I’m trying to create a Kubernetes operator, which involves fetching newline-delimited JSON streamed from the Kubernetes API. Unfortunately the stdlib JSON parser seems to assume that after the top-level JSON object is closed, that’s the end of the stream.
Example code
require "json"
io = IO::Memory.new(<<-JSON)
{"name":"foo"}
{"name":"bar"}
JSON
io.rewind
pp Resource.from_json io
pp Resource.from_json io
struct Resource
include JSON::Serializable
getter name : String
end
Error message and stack trace
Unhandled exception: Unexpected token: { at line 2, column 1
parsing Resource#name at line 1, column 2 (JSON::SerializableError)

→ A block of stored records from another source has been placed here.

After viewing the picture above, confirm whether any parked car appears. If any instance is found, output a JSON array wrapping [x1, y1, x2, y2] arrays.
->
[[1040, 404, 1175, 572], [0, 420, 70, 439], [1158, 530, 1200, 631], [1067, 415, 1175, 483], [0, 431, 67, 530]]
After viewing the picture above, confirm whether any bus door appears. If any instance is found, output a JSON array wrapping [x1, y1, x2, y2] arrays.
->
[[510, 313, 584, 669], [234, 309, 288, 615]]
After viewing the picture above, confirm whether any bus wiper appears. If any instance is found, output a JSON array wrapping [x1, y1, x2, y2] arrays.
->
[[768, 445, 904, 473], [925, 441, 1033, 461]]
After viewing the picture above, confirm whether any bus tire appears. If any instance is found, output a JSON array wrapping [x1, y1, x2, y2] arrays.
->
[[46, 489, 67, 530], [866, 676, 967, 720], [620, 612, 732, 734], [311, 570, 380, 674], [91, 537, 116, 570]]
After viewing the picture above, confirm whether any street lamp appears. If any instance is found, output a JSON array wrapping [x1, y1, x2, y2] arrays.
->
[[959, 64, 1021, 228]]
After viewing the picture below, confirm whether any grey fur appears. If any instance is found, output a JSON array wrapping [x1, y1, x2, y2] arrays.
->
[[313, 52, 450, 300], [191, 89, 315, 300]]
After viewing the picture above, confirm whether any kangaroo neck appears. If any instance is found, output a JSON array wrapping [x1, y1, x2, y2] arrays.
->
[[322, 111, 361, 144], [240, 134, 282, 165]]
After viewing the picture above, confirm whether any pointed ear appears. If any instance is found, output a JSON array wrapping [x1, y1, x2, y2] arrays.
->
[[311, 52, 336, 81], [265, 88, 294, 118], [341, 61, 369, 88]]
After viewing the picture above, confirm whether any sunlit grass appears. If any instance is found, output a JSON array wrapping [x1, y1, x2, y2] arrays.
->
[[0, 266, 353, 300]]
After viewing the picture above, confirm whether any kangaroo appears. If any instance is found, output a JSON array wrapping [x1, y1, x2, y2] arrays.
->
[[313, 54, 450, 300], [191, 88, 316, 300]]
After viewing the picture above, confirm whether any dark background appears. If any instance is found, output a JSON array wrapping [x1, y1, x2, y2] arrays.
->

from /usr/local/Cellar/crystal/1.1.0/src/json/serialization.cr:159:7 in 'initialize:__pull_for_json_serializable'
from ndjson.cr:17:3 in 'new_from_json_pull_parser'
from ndjson.cr:17:3 in 'new'
from /usr/local/Cellar/crystal/1.1.0/src/json/from_json.cr:13:3 in 'from_json'
from ndjson.cr:13:4 in '__crystal_main'
from /usr/local/Cellar/crystal/1.1.0/src/crystal/main.cr:110:5 in 'main_user_code'
from /usr/local/Cellar/crystal/1.1.0/src/crystal/main.cr:96:7 in 'main'
from /usr/local/Cellar/crystal/1.1.0/src/crystal/main.cr:119:3 in 'main'
Caused by: Unexpected token: { at line 2, column 1 (JSON::ParseException)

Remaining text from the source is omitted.